Remove from the heat and add the jello. Stir until the jello is dissolved. In this last batch, I used sugar-free jello. Yes, I know it seems almost ridiculous to scrimp on sugar at that point but hey! I was worried that perhaps the sugar-free jello would lack some magical element and the jello would fail but things turned out just fine. I think it must be the gelatin that does its magic and the extra sugar is irrelevant, which is what got me thinking about the rest of the sugar in the recipe. I really think you could use probably 9 cups instead of 10 (making it an even 50/50 ratio) or even 8 cups but I haven't tried it. Maybe I will next time. That is one thing about pectin jam recipes; the proportions are more like 5-6 cups of fruit and 4 cups of sugar. Who knows if that would work here. I have always thought of this a little like candy making with the sugar as an important component.

Put into sterilized jars and seal. If you've made jam before, you know that you have the jars in a pan with water and you've been "boiling" those jars while you're doing your project. You don't really have to simultaneously boil your lids and/or rings but some people do.

The extension service and pectin recipes advise processing the bottled jam for 10 minutes to preserve them. In the olden days, the idea was that the sugar WAS the preservative and this processing was not done. My husband insists that it be processed so I do it, but let's face it--jam with a more than 50/50 ratio of sugar to fruit (not including the jello's sugar) is fairly well preserved in the first place.

Processing is done by putting the bottled jam into a kettle (usually with a wire holder for the bottles) and covering the bottles with at least 1 to 2 inches of water over the bottles.

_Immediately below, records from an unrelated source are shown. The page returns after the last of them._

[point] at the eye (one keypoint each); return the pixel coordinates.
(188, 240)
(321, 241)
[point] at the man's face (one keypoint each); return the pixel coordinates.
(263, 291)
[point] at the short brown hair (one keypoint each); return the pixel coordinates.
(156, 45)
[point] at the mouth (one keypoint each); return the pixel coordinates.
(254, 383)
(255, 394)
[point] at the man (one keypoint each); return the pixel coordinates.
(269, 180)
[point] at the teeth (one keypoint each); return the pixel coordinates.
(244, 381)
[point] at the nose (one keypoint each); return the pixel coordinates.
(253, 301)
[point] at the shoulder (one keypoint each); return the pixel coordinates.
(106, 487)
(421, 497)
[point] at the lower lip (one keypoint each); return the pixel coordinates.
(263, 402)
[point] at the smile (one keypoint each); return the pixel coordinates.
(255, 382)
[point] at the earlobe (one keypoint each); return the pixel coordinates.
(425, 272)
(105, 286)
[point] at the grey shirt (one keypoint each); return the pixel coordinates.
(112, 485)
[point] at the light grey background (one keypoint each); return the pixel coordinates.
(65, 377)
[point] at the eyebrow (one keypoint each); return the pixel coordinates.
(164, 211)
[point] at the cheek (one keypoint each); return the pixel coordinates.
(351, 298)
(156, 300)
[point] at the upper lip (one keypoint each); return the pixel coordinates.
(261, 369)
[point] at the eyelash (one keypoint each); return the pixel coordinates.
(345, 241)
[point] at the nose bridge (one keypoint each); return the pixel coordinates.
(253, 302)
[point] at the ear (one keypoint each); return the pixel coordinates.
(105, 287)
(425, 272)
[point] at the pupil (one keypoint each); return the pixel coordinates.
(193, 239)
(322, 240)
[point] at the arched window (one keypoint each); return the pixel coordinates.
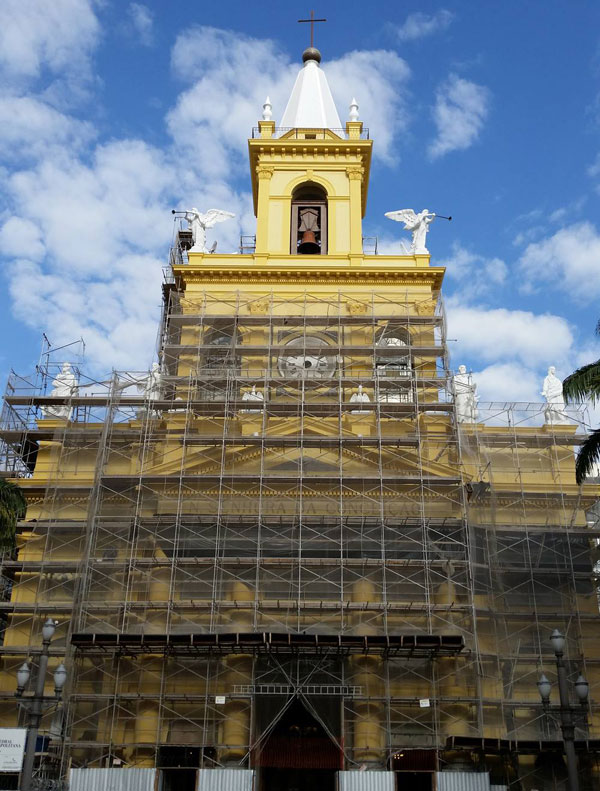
(396, 362)
(309, 220)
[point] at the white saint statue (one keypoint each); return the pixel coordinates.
(554, 411)
(360, 397)
(418, 224)
(63, 386)
(200, 222)
(252, 395)
(151, 387)
(465, 396)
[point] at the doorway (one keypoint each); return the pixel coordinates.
(298, 755)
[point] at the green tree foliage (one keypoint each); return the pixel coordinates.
(13, 507)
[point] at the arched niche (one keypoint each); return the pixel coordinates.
(309, 219)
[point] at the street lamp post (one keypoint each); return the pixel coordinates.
(36, 704)
(566, 710)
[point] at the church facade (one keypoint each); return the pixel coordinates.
(296, 561)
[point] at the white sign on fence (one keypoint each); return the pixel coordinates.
(12, 748)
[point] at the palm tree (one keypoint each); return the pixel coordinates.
(13, 507)
(584, 385)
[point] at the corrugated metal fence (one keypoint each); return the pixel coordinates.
(463, 781)
(225, 779)
(112, 779)
(366, 781)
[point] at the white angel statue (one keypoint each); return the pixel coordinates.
(200, 222)
(418, 224)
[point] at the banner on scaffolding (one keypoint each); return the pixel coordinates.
(12, 748)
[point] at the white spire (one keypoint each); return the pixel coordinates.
(311, 103)
(267, 110)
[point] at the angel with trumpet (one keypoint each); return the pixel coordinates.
(418, 224)
(199, 223)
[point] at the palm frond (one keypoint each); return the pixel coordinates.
(583, 384)
(588, 456)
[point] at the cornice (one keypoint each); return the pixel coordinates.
(429, 276)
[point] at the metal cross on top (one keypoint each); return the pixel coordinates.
(312, 21)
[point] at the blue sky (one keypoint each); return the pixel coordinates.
(113, 112)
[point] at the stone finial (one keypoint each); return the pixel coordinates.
(267, 110)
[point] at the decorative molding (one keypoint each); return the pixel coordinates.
(258, 307)
(357, 308)
(422, 277)
(264, 171)
(426, 308)
(355, 173)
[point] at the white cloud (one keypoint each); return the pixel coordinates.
(143, 22)
(460, 110)
(476, 274)
(85, 228)
(230, 75)
(509, 381)
(418, 25)
(57, 35)
(501, 335)
(569, 260)
(30, 128)
(378, 79)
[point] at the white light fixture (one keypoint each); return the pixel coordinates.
(558, 641)
(60, 677)
(544, 688)
(23, 674)
(48, 630)
(582, 689)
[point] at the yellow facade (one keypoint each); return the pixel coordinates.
(338, 531)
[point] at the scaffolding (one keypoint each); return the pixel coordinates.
(298, 515)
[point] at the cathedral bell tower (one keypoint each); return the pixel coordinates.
(310, 176)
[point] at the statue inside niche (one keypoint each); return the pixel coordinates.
(64, 385)
(360, 397)
(465, 396)
(554, 411)
(252, 395)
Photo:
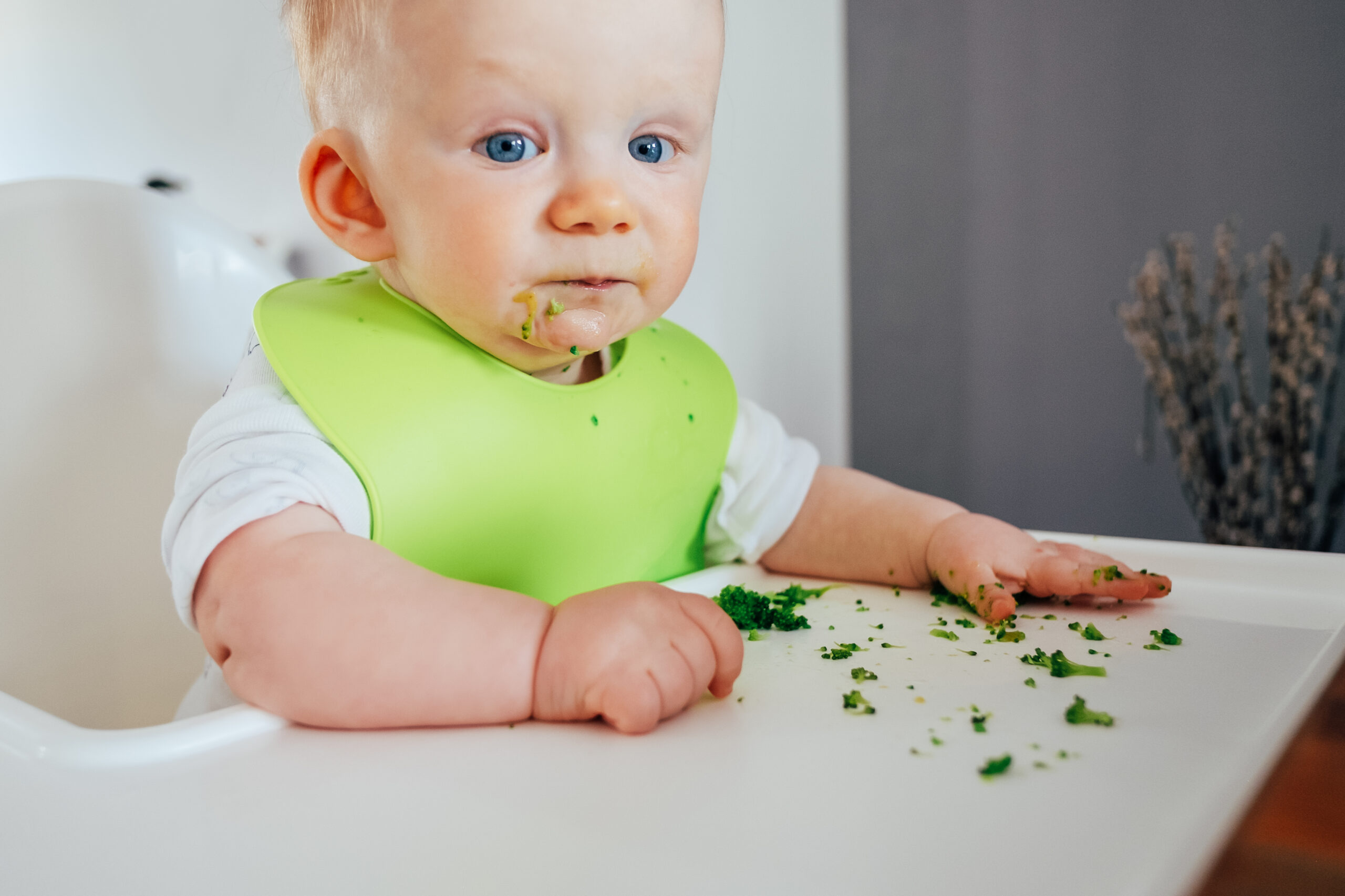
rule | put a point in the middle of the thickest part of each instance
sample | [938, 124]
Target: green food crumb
[856, 704]
[1080, 715]
[996, 766]
[1060, 666]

You cover and bring to a boil and let boil for 10 minutes. Remove the bottles from the "bath" and let them cool. Then you have jam to eat or store or just look at.

You can use fresh or frozen fruit. You can add strawberries in place of the raspberries or in any combination. With strawberries, use strawberry flavored jello; with raspberry, use raspberry flavored jello. In the pint pictured above, I used strawberries and added raspberry jello just because the strawberries were on sale and the sugar-free raspberry jello was in my cupboard. Actually, you could use the peaches and any kind of jello you like and your "peach" jam would taste like the jello flavor. I may have to try this sometime. Then, there would be no seeds and no extra expense of the berries! I have made Pear/Llime Jello Jam before on the same principle. My mother made it once when I was a kid and I loved it. So last year, I tried to recreate it. As with some childhood memories revisited in adulthood, I was disappointed--it tasted too much like candy for my taste.

Besides tasting good, there are four things I like about this recipe. (1) You have raspberry (or strawberry) flavored jam without so many seeds and without the extra processing time for jelly. (2) It is a nice use for peaches if you have a big harvest and we do have several trees. (3) The jello jam does not set up as firmly as pectin jam. I dislike jam that is solid and has to be troweled on bread. (4) This jam process is not as "hectic" :0) as I find pectin recipes to be.

Well, now that you know all I know about Peach/Raspberry Jam with Jello, I will go have some with my eggs and toast. Bye!

2 comments:

Reno said...

I didn't realize that jam needed to be processed! That may explain the mold on my daughter's jam (6 out of 7 jars). Very distressing after all that work.

Terrianne said...

Oh how I wish we lived closer together. This is far too complicated for my woefully limited culinary skills. Looks so yummy, though!